After a fabulous scene like that, I was kind of baffled by the rest of the episode. Charlie and Marnie get back together, which seems like a horrifically lame idea. “We have all these experiences so one day we can settle down,” Marnie beams after oral sex and brunch. Charlie balks for approximately the amount of time it takes for Marnie to storm out the front door of Roberta’s, and then he decides to love her forever again. “I’m not getting back with you for the money, because I don’t even know how much you make,” Marnie reassures him. Hmmmmmmm. I’m assuming money and/or stability is exactly the reason newly artistic Marnie wants back in Charlie’s heart, mainly because that’s the only motivation that makes any sense. Then again, who ever knows with these two crazy kids?

I also don’t know what we’re supposed to take away from Natalia and Adam’s final sex scene. “I can like your cock and not be a whore. Do you understand?” she tells him. Are we to believe that Adam and Hannah are destined to be together because he can’t have non-degrading sex? I’m sure there are plenty of ladies in New York who would be down for that business besides Hannah, but that doesn’t stop Adam from ripping apart his weird wooden boat in a rage. It’s for the best. There was no way he was getting that boat out of his apartment in one piece.
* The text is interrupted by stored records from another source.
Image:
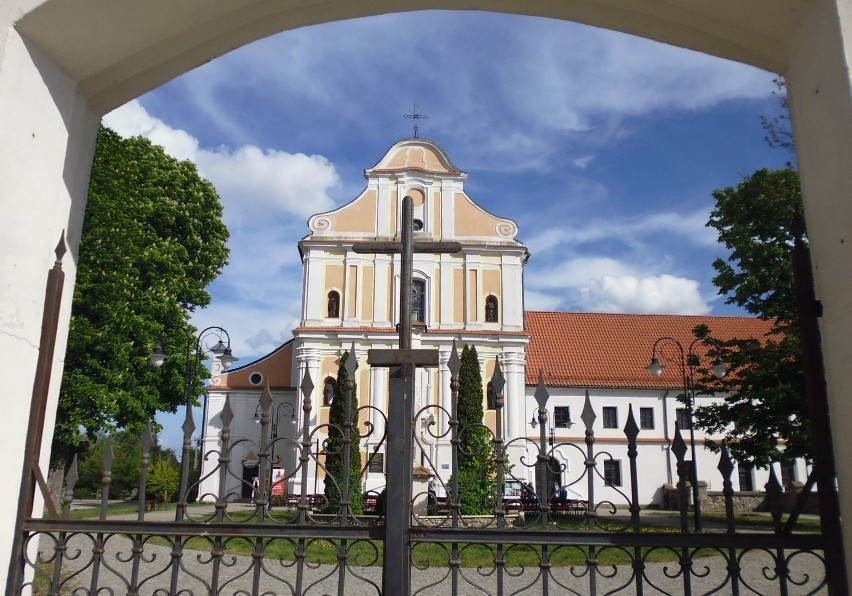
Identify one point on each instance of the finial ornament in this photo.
(415, 115)
(61, 248)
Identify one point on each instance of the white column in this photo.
(818, 81)
(309, 359)
(378, 399)
(448, 292)
(48, 137)
(472, 319)
(512, 292)
(448, 209)
(444, 391)
(381, 313)
(313, 294)
(513, 367)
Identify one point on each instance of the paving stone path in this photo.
(236, 575)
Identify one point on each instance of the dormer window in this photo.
(491, 305)
(418, 301)
(333, 305)
(328, 391)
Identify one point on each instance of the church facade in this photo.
(474, 297)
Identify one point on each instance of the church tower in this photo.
(474, 297)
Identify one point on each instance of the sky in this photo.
(604, 148)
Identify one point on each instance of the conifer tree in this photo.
(335, 448)
(476, 461)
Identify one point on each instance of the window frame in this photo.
(492, 299)
(417, 281)
(612, 466)
(336, 295)
(559, 421)
(609, 415)
(683, 418)
(328, 396)
(646, 412)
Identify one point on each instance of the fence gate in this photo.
(404, 540)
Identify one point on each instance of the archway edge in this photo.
(120, 50)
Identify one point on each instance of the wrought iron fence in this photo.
(599, 545)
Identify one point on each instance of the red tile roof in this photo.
(576, 349)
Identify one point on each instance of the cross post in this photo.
(396, 571)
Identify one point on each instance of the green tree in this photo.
(477, 468)
(334, 445)
(127, 455)
(767, 401)
(152, 240)
(164, 478)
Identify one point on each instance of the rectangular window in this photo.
(561, 416)
(788, 473)
(377, 463)
(610, 415)
(745, 475)
(612, 472)
(683, 418)
(418, 301)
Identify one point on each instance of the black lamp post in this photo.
(284, 405)
(688, 361)
(202, 343)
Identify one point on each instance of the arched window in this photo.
(333, 305)
(418, 301)
(328, 391)
(491, 396)
(491, 309)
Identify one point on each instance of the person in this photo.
(528, 496)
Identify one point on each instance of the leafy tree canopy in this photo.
(476, 457)
(766, 404)
(334, 447)
(152, 240)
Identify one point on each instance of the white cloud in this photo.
(576, 273)
(534, 300)
(602, 284)
(583, 162)
(656, 294)
(632, 231)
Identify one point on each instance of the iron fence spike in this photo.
(726, 465)
(147, 438)
(454, 363)
(109, 455)
(352, 362)
(678, 444)
(541, 394)
(227, 415)
(266, 399)
(307, 385)
(631, 429)
(588, 415)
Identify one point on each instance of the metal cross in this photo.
(396, 571)
(415, 116)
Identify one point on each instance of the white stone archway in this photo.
(64, 63)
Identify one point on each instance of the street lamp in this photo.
(284, 405)
(688, 361)
(202, 343)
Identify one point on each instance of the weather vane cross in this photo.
(416, 116)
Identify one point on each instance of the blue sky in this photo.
(604, 148)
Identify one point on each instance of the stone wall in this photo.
(744, 501)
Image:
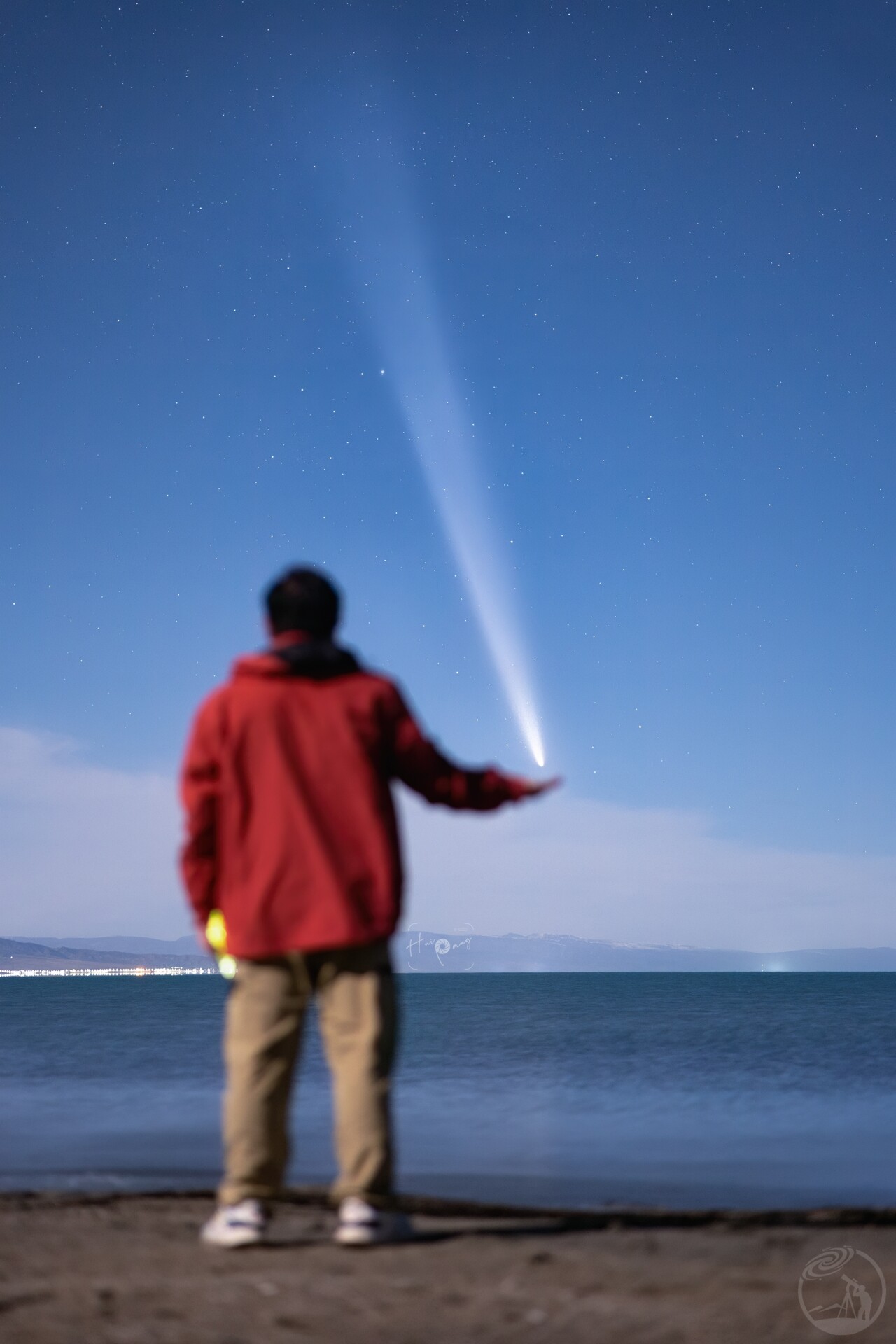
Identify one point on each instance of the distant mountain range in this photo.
(78, 955)
(460, 951)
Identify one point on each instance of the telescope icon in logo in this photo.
(843, 1303)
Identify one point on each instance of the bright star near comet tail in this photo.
(393, 277)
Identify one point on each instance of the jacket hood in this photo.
(317, 660)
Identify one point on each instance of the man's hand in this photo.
(532, 788)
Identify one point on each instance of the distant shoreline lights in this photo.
(111, 971)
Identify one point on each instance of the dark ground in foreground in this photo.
(130, 1270)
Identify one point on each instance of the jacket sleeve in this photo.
(199, 794)
(418, 764)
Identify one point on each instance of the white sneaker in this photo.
(362, 1225)
(235, 1225)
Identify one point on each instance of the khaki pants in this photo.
(264, 1022)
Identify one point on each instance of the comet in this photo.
(393, 274)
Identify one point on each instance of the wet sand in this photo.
(131, 1270)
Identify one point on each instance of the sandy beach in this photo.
(130, 1270)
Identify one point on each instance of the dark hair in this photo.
(302, 600)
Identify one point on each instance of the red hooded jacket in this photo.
(290, 825)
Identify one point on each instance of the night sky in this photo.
(660, 246)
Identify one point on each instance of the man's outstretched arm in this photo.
(199, 793)
(418, 764)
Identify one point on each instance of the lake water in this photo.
(751, 1091)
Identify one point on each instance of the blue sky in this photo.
(662, 248)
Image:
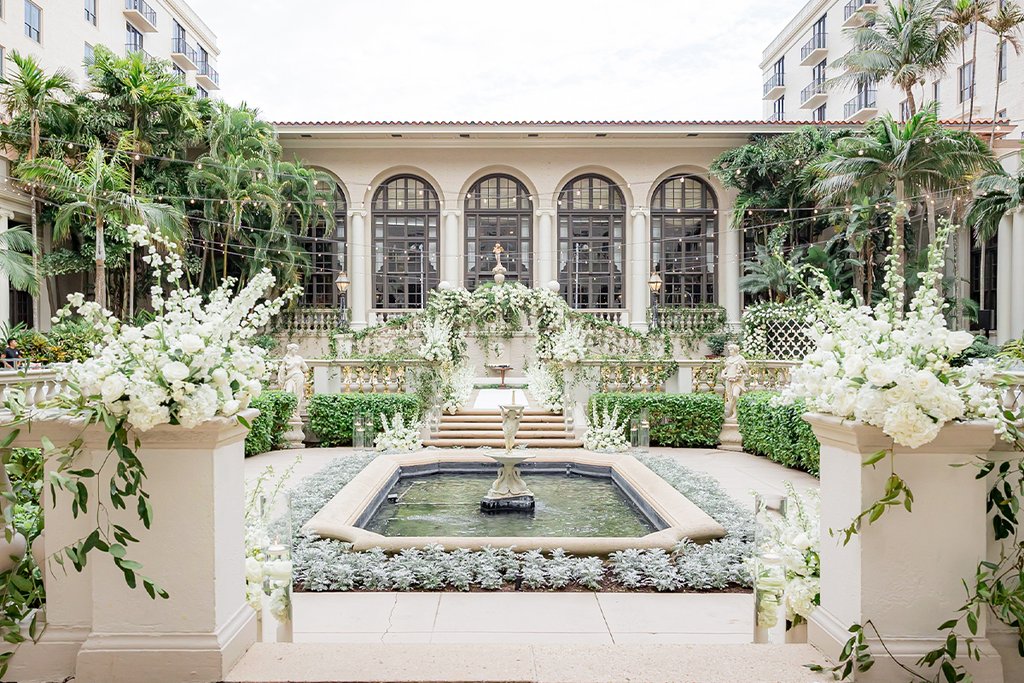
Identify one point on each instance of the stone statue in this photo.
(292, 375)
(734, 376)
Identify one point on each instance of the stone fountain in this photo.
(509, 492)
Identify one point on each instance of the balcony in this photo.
(813, 95)
(814, 50)
(132, 48)
(183, 54)
(208, 77)
(141, 15)
(775, 86)
(853, 14)
(861, 108)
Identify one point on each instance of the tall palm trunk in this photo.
(100, 293)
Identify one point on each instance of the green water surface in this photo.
(450, 505)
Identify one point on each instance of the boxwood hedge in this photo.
(275, 409)
(778, 432)
(677, 420)
(331, 414)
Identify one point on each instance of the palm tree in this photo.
(31, 92)
(906, 160)
(1006, 24)
(904, 43)
(97, 188)
(155, 103)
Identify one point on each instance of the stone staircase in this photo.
(478, 428)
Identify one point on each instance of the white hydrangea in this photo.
(893, 369)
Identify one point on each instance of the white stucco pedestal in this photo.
(904, 571)
(195, 550)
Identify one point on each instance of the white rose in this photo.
(958, 341)
(190, 343)
(175, 372)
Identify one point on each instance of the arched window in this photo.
(591, 229)
(406, 215)
(683, 241)
(499, 211)
(326, 249)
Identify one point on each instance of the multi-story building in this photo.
(64, 34)
(799, 65)
(799, 68)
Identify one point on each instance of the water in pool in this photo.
(450, 505)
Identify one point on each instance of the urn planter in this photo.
(905, 571)
(195, 550)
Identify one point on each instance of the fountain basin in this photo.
(672, 515)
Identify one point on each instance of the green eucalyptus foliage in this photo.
(677, 420)
(275, 409)
(777, 432)
(331, 415)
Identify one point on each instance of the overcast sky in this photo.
(455, 59)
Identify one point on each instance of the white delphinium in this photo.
(545, 386)
(396, 436)
(892, 369)
(457, 387)
(569, 345)
(193, 363)
(787, 566)
(436, 341)
(606, 432)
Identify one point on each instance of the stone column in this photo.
(1017, 280)
(1005, 268)
(5, 218)
(638, 269)
(545, 248)
(451, 248)
(728, 276)
(195, 550)
(360, 293)
(904, 571)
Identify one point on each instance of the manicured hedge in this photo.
(677, 420)
(275, 409)
(331, 414)
(778, 432)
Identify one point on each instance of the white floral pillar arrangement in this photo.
(163, 413)
(901, 524)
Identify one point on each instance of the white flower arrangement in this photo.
(546, 387)
(787, 567)
(190, 364)
(396, 436)
(568, 346)
(606, 432)
(892, 369)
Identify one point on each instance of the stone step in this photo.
(494, 417)
(498, 434)
(500, 442)
(512, 663)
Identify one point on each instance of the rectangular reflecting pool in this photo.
(449, 505)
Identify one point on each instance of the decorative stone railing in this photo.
(38, 385)
(310, 321)
(359, 376)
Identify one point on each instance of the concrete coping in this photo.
(676, 516)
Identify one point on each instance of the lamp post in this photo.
(654, 283)
(342, 282)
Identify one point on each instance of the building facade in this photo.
(801, 59)
(64, 34)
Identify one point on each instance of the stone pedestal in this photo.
(730, 439)
(109, 633)
(904, 571)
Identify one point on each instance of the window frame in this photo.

Back at Casa de OCD, Hannah gives herself a Heaven’s Gate haircut, which Laird must then attempt to correct. Remember Laird? From the coke episode? You might think having a junkie fix your bangs would constitute rock bottom, but it’s not until said junkie starts (accurately) dressing you down that you know you’ve finally reached the foul rag and bone shop of the heart. “You are the most self-involved, presumptuous person I know,” Laird declares. “You’re forgetting about everyone who is fucking it up here,” Hannah weeps on Jessa’s voicemail. Marnie also stops by to help Hannah, who scampers like a startled chimp from her nest of floor blankets to hide behind her bed.

If only we could have seen Marnie and Hannah re-friend each other rather than rehash the same romantic entanglements over and over again. In the end, a call is placed and Adam . . . rescues Hannah? From herself? I guess Hannah just had to systematically try to give her burden to everyone in her life until Adam took the bait. After sprinting to her house shirtless and smashing in the door (did Hannah buy her deadbolt at the dollar store?), Adam scoops up Hannah in his arms and they kiss. We’re not supposed to be happy about this development, are we? Ain’t no dramatic music swells big enough to cure that OCD or teach you to live in the world or grow those bangs back, girl. It’s like a wise woman once said about 12 hours ago: “Life is rough, man. You kind of have to ride it like a pony or else you get a haircut.” 

It’s wonderful that a dark, terrible weirdo like Hannah has slouched onto the shiny television landscape. I just wish we could see where else that dark, terrible story could have gone. Anywhere else.